ALWAYS SOME ‘TRADEOFF’ WHEN LAUNCHING A VENTURE IN B-SCHOOL

As for launching and accelerating a venture while earning an MBA, Zuo says there are pros and cons.

“There is always going to be a tradeoff. There is never a perfect time to start a startup,” he says. When you’re younger, he reasons, you probably have more energy, versus being older and having more industry connections and financial resources. “Heading into the MBA, you’re kind of in the middle of that,” Zuo says. Another potential challenge is the “sticker price” of the MBA experience, he adds. His background in finance and having “some family help” with tuition have minimized student loans and given Zuo a bit of an advantage, he says.

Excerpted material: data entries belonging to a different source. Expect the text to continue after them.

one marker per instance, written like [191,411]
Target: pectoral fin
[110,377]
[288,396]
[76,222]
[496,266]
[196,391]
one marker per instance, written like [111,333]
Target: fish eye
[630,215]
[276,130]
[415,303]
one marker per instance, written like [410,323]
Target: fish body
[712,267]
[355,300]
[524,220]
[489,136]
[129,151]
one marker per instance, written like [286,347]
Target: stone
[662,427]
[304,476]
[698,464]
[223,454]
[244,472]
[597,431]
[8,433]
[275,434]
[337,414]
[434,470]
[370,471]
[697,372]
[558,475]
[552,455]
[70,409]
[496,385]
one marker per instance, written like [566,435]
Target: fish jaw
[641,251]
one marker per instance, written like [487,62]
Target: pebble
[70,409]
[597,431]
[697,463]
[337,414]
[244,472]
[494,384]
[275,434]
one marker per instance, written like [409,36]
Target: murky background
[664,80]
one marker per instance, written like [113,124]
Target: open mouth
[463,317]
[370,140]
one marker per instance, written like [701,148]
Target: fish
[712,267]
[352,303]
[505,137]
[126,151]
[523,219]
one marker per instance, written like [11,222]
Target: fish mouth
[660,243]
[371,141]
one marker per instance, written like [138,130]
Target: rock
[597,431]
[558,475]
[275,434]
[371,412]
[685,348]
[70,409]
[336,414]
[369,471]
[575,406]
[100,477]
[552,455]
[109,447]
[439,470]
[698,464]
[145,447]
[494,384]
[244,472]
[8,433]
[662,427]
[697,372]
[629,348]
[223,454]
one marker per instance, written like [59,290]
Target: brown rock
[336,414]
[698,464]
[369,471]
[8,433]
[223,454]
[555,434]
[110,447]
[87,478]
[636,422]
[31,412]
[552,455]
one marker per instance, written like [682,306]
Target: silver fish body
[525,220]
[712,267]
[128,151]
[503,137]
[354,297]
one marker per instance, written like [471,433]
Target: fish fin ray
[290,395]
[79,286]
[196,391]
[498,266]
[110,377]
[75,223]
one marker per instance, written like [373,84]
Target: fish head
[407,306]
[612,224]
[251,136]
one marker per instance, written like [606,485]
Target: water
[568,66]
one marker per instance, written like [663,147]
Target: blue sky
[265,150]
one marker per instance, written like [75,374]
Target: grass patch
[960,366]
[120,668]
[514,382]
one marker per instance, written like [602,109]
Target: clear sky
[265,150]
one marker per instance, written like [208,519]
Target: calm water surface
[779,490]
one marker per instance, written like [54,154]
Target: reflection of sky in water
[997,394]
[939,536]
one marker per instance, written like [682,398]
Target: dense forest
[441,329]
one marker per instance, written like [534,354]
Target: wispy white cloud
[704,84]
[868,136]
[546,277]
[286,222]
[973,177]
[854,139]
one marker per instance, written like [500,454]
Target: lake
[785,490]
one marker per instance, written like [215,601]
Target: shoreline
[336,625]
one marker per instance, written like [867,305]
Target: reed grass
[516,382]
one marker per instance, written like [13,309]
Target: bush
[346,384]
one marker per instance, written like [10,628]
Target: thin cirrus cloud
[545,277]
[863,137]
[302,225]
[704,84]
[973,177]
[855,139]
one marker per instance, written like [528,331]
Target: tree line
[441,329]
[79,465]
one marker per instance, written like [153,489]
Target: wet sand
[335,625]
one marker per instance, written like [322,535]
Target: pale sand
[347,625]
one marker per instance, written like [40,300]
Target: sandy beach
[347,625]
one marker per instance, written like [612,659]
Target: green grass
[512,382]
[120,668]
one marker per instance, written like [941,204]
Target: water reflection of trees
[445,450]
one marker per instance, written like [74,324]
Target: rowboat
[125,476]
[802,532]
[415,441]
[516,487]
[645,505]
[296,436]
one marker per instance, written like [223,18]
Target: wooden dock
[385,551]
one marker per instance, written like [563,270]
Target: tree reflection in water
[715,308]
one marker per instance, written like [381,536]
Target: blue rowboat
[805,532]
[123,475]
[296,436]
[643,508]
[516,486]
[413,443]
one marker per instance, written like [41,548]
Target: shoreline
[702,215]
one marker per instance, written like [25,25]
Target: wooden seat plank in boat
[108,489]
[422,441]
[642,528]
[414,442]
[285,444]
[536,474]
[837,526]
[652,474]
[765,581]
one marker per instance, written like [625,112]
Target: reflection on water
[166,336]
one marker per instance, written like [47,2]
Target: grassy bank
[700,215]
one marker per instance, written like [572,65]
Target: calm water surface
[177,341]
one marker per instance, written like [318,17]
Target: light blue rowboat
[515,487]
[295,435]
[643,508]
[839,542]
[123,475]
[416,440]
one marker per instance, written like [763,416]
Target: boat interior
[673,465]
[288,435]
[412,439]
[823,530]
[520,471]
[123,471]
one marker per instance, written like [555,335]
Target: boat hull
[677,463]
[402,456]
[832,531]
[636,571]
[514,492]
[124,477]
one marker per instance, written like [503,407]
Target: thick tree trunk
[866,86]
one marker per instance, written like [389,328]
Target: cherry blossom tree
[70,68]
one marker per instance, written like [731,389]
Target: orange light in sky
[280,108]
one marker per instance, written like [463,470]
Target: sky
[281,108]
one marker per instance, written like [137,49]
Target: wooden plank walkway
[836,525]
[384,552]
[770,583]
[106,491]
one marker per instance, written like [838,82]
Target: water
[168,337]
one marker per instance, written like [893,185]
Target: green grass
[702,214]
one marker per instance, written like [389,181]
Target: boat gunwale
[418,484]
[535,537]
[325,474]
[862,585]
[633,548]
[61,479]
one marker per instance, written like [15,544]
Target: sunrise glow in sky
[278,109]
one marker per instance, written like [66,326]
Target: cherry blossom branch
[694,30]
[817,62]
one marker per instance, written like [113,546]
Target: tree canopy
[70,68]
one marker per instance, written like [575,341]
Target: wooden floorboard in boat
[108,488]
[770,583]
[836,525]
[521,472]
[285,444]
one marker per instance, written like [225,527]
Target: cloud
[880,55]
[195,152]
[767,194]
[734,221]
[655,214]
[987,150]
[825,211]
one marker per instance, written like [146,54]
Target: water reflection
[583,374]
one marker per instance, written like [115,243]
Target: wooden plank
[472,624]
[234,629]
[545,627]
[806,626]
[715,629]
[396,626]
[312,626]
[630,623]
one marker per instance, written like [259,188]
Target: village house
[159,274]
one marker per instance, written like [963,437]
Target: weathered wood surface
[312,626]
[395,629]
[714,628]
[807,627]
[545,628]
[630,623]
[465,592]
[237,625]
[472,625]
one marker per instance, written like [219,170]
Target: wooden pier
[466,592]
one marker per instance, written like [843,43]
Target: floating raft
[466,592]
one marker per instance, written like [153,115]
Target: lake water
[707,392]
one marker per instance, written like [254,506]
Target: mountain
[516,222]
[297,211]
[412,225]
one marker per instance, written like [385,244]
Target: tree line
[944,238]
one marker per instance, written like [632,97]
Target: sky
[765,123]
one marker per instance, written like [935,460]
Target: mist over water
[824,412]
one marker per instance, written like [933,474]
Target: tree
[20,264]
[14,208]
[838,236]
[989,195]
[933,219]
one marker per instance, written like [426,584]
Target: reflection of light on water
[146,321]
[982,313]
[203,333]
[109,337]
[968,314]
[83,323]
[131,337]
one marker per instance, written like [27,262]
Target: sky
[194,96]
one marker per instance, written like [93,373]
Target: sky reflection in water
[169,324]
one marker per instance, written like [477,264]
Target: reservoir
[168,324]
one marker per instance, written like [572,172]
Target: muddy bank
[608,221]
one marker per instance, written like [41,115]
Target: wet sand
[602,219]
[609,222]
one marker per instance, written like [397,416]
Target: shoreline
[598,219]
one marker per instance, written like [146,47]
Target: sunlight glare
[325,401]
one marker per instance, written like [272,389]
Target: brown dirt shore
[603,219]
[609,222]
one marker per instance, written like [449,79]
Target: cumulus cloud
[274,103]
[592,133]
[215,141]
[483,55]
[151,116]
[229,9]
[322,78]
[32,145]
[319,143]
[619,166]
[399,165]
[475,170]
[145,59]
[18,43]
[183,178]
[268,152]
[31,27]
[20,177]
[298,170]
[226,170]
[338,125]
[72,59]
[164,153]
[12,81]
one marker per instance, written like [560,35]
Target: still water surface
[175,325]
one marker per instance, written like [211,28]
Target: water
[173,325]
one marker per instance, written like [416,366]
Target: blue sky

Lastly, he says, it can be difficult mentally to struggle through the uncertainty of an early-stage startup while watching classmates take large offers from prestigious companies. “It takes a special kind of mentality to look at all of your classmates around you getting offers at great companies and being comfortable saying that path is not the right fit because of A, B, and C,” Zuo says.

The gamble seems to be paying off — but challenges remain. DeepBench is currently generating “a decent amount” of revenue, but not enough to cover all costs, Zuo says. For instance, they are able to pay their four employees, but the four co-founders are not taking salaries while in school. That may change if they secure seed round funding.

“Even if funding doesn’t come in for the next few months,” Zuo says, “we’re fortunate to be in a position where we can carry on and grow the company until the end of the summer.”